Interview: Tan Dhesi urges government to do more to guard against imported toxic ideologies following violent unrest in Leicester

"We have to constantly work to keep community cohesion because there are forces at play who do not want that to happen.”

Dhesi

Following violent unrest in Leicester, in which hundreds of Hindu and Muslim men clashed with each other – and with police – during two nights of violence, Labour MP Tan Dhesi has urged the government to do more to guard against extremism, including that which is imported from other parts of the worlds.

Britain’s Hindu and Muslim communities have lived peacefully side by side with one another for decades, although tensions which have been boiling in the city, erupted into violent clashes between young men following a cricket match between India and Pakistan.

Community and faith leaders have urged “the inciters of hatred” to stop the “provocation and violence – both in thought and behaviour”, and urged troublemakers from outside to stay away.

The trouble had been caused by some “very distorted social media stuff” as well as people coming from outside to “have a bit of a set-to”, Leicester mayor Sir Peter Soulsby told BBC Radio 4’s Today programme.

Others, including British Muslims, have also been raising the alarm over Hindutva extremism, an ideology that is closely associated to right-wing extremism and Hindu supremacy, with some of its activist increasingly emboldened since Indian PM Narendra Modi’s election in India.

At the heart of the Hindu nationalist movement in India is the Rashtriya Swayamsevak Sangh (RSS), an all-male Hindu nationalist group, often described as a paramilitary organisation. Indeed it was out of the RSS, that India’s ruling political party, the Bharatiya Janata Party (BJP), to which Mr Modi belongs, emerged.

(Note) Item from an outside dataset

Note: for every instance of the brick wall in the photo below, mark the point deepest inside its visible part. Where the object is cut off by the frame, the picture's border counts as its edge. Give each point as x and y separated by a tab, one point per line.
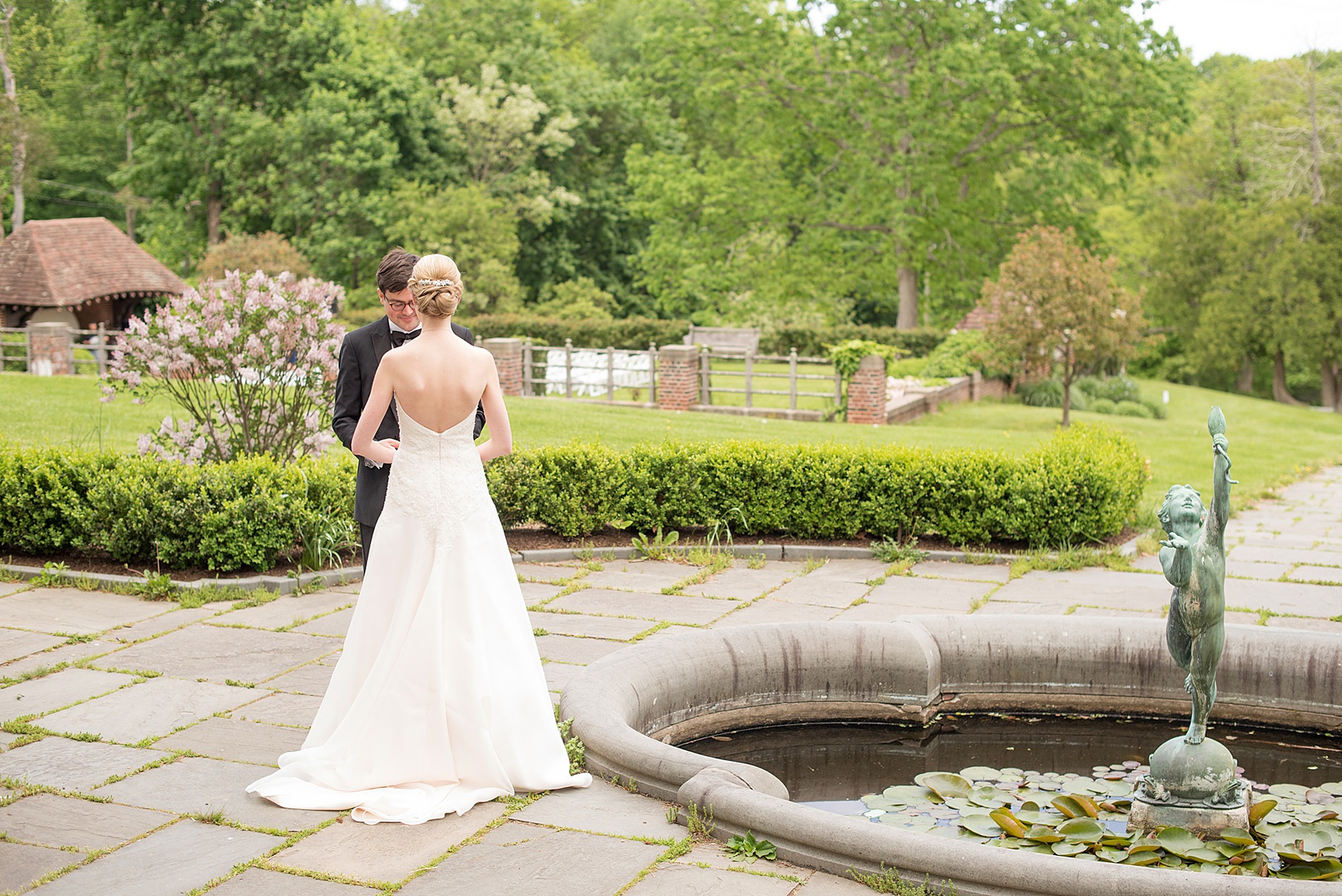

Discussing the violence in Leicester in an interview with LFF at Labour conference, Tan Dhesi, MP for Slough said: “We need to make sure that we do not let those who are looking to divide our communities to succeed. We need to build on community cohesion, it was great to see community leaders from Hindu and Muslim communities and other communities come out with leaders of the Sikh community and other communities and say we do not want this in Leicester.

‘I also want to commend the good work of Leicestershire police to quickly arrest the perpetrators.’

Dhesi added: “We do not want to import some of the negative aspects of the polity of the sub-continent. We want to make sure we want to take on board the positive aspects of community relations their where people who are looking to build bridges rather than walls.

“We have to constantly work to keep community cohesion because there are forces at play who do not want that to happen.”

Dhesi also highlighted how many of those arrested in Leicester were from outside the city and had come to harm community cohesion.

Asked whether he thought the government had underestimated the threat of extremism, including Hindutva extremism, Dhesi said: “It is Important that the government do not downplay such things, that they deal with such issues, we don’t want to import toxicity of polities from other parts of the worlds, whether it’s India or Pakistan whether anywhere else, extremism whether its faith based, whether it’s fascism, we need to bring to book individuals who want to divide. If the government is asleep at the wheel, that isn’t going to help.’

Experts have also warned that religious and ethnic violence in different parts of the world could increasingly spread to UK towns and cities.

Professor Neil Chakrobarti, director of the Centre for Hate Studies at Leicester University, told the Independent: ““There is no doubt in my mind that the religious tensions in India and the actions of a hard-line, violent, nationalist government there has had a direct influence on what we have seen [in Leicester].

“Without the BJP in power in India – without their demonisation of minority groups – it is difficult to imagine the same tensions here.”